Hari kamis sore, jadwal anak-anak santri bermain futsal. Meskipun dikenal sebagai cowok dingin dan tidak suka basa basi. Aku tetap laki-laki yang suka bermain futsal seperti laki-laki pada umumnya. Fares yang kalian kenal tidak sebaik yang dibayangkan, namun tak seburuk yang dipikirkan. Kali ini, sebelum madrasah sore, aku menyempatkan diri membeli cemilan untuk merenggangkan otot pasca tanding futsal nanti.
Disupermarket, tanpa sengaja kulihat Husna atau Gingsul dari kejauhan sedang memilih makanan kering bersama seorang gadis yang tidak kukenal. Aku tidak mungkin mendekatinya, sebagai santri aku harus menjaga marwah kesantrian. Aku melanjutkan belanjaanku. Membeli cemilan ala kadarnya.
Ada rasa ganjil yang menyelimutiku. Dijam 14.00 WIB, santri putri biasanya diharuskan sampai asrama. Karena aturan santri putri lebih ketat dari pada santri putra. Tidak biasanya juga seorang Husna pergi belanja pada jam yang telah melampaui batas. Dia juga tidak punya saudara. Kenapa aku jadi menelusuri lebih dalam. Namun, kuakui aku memang sempat jatuh hati padanya, bahkan sampai saat ini. Namun hanya padanya. Apalagi saat melihat keteguhan serta ketangguhannya yang tak dapat kujelaskan dengan lisan. Bukankah wajar seorang santri memendam perasan kepada seseorang yang dikagumi?
Aku membayar hasil belanjaan dikasir. Tak lama setelah itu, mereka berdua menyusul. Aku segera keluar dari supermarket. Sesaat aku menggantungkan belanjaan dicantelan motor, mereka keluar. Aku diselimuti perasaan tidak enak. Kuikuti jejak mobil mereka perlahan. Mereka turun ditepi jalan raya. Berhenti didepan bangunan setengah jadi yang begitu menyeramkan. Tampak bangunan itu belum terpakai, namun terlihat sudah sangat tidak layak, begitu berdebu. Seorang gadis itu menutup mata Husna dengan kain dan membawanya masuk kedalam ruangan itu perlahan.

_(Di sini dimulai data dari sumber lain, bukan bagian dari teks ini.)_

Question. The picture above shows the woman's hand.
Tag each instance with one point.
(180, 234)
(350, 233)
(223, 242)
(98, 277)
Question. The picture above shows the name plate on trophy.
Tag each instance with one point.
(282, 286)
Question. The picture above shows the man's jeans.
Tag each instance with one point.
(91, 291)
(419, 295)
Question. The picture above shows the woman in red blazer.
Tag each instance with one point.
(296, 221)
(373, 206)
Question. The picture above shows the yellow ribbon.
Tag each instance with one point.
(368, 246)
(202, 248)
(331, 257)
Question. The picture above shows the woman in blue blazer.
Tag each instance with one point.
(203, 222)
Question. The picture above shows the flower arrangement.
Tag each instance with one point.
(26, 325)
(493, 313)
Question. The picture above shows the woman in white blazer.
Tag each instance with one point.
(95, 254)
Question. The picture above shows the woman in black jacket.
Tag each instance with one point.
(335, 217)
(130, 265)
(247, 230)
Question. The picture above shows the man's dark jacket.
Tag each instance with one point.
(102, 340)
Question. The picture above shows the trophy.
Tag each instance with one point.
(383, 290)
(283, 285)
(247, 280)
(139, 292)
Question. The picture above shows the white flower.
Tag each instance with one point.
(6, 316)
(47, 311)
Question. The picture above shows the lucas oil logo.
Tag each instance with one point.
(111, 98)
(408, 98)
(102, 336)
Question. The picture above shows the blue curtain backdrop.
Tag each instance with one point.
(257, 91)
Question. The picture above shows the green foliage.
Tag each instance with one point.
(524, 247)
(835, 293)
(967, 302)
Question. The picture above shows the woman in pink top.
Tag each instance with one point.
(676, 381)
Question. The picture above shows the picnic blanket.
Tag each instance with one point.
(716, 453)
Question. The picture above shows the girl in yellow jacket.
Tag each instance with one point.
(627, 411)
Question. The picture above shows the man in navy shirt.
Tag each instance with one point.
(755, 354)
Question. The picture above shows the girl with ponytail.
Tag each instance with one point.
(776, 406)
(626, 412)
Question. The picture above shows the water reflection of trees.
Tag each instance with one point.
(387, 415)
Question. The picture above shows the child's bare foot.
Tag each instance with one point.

Seketika aku sangat terkejut melihat alat gantung bunuh diri yang menggaung diatas. Pikiranku kacau, melayang tak karuan. Tidak lama lagi, kemungkinan besar akan terjadi. Ada kasus percobaan pembunuhan. Sesegera mungkin, aku keluar mencari orang yang melintas didekat bangunan ini. Aku tak akan bisa menolong dalam keadaan sendiri. Apalagi aku seorang santri, bisa-bisa yang terjadi adalah fitnah belaka. Santri harus punya trik cepat dan cerdas mengatasi hal-hal diluar dugaan.
Aku mencari-cari orang yang mempunyai handphone untuk menghubungi pihak yang berwajib. Sedangkan santri sepertiku masih haram membawa handphone. Setelah menemukan orang, aku segera membawanya ke bangunan gelap itu. Memintanya untuk merekam kejadian sebagai barang bukti. Sebelum itu, memintanya melaporkan polisi.
"Bang, nanti tolong semua kejadian ini direkam. Sebagai barang bukti yang nanti bisa kita serahkan kepada pihak yang berwajib."
"Siap mas."
"Sebelum polisi datang, aku akan pergi dari sini karena aku punya kewajiban madrasah. Mohon pengertiannya mas. Anggap saja aku tak pernah ada dalam jeratan kasus ini. Nanti, kalau pelaku tergesa membunuh korban sebelum polisi datang, tolong korban. " Pintaku. Sebenarnya ini hanyalah sebuah alibi agar tidak terjadi fitnah yang melebar luas. Namun aku menyadari. Aku tak lebih dari seorang pengecut.